Sarah L. Fossheim

sarah@fossheim.io

Developer + Designer

Thoughts on Genderify, gender discrimination, transphobia, and (un)ethical AI.

Earlier this week Genderify, an AI-driven platform that “identifies” users’ gender based on their name, launched and listed themselves on ProductHunt. They received a lot of very valid criticism both on ProductHunt and other social media, but I think they’re worthy of some more criticism from me on here as well.

Let’s start by taking a closer look at what Genderify really does. This is what they state on their ProductHunt page:

Genderify is an AI-based platform that instantly identifies the person’s gender by their name, username, or email. Our system can check an unlimited number of names, usernames, and emails to determine even the false ones and most incomprehensible combinations.

In practice, this means that you can enter any name, username or email address, and their platform will return two numbers: how confident they are that the person is male or female.

Search field of Genderify's website showing we searched for the name Riley. The results show two percentages: 4% likely to be male, 96% likely to be female

They make those predictions using data they obtained from publicly available governmental sources, and information from social networks.

Screenshot of Genderify'ss Q&A page. The question is how they collect data. They answer the following: We use integrated multi-source data to deliver the most accurate results. We combine the data from publicly available governmental sources with the information obtained from the social networks to ensure the best possible matches.
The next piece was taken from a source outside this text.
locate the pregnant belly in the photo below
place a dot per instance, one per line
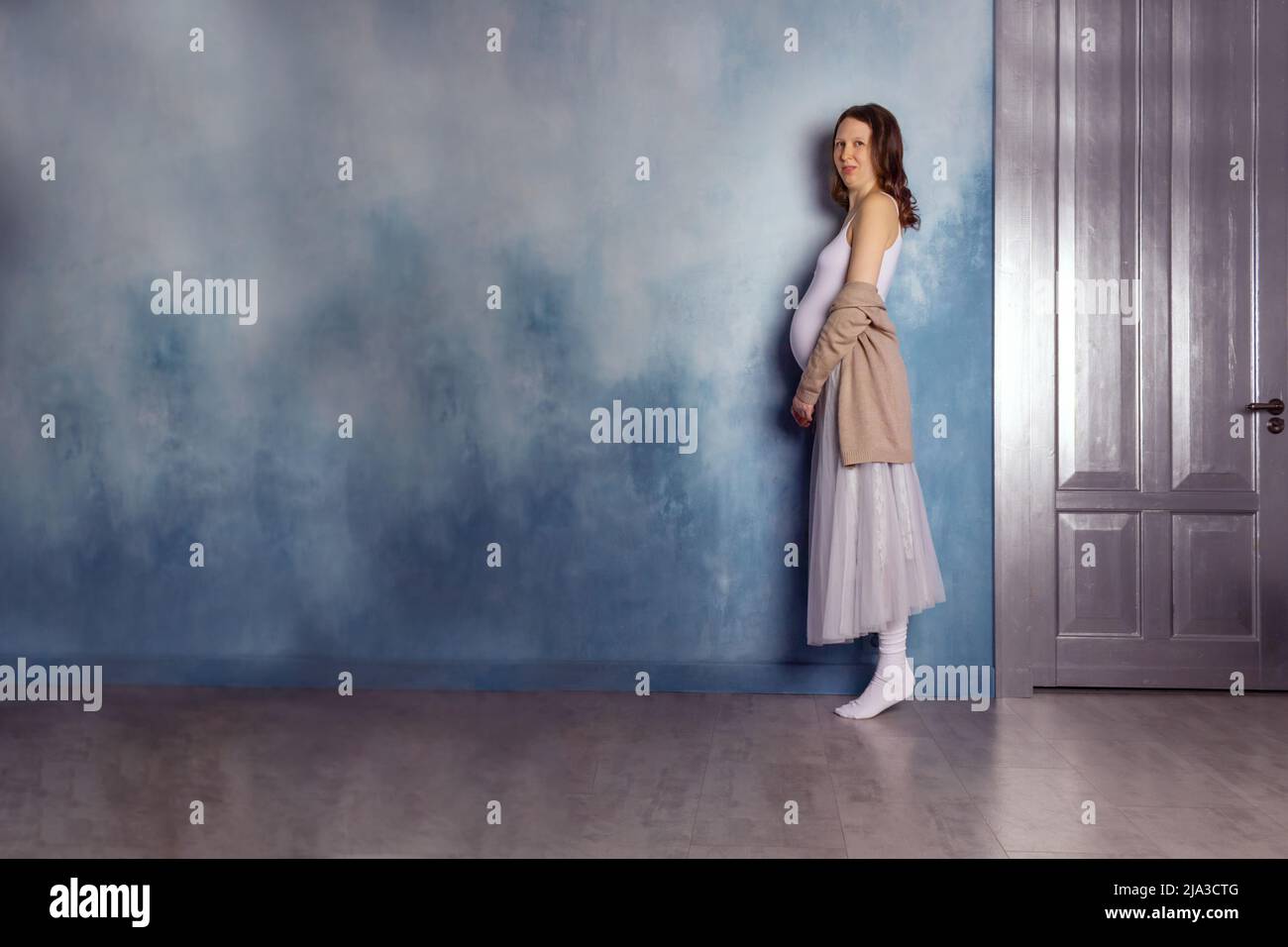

Each name is added to our database by verifying the data obtained from different sources.

They’re not clear how they obtained this information though, or which social networks they’re talking about, so it’s hard to go into detail about their training data, but they definitely did start with a biased dataset, even admitting so themselves on Twitter.

Tweet by Genderify that says the following: Thanks for the feedback, since AI is trained on existing data, this is an excellent example to show bias is in the data available around us.

Most surveys, sign-up forms and government data don’t include genders outside of the binary. As I talked about in a previous article, the majority of forms only offer two options: male or female, entirely erasing non-binary people from their training data.

Then there’s also the issue that whether names are considered “male”, “female” or “neutral” is dependent on country, culture and language. It’s unclear how those are all represented in the datasets they used, but there’s a good chance that it’s heavily skewed towards the American perspective, if that’s where the majority of their data is collected.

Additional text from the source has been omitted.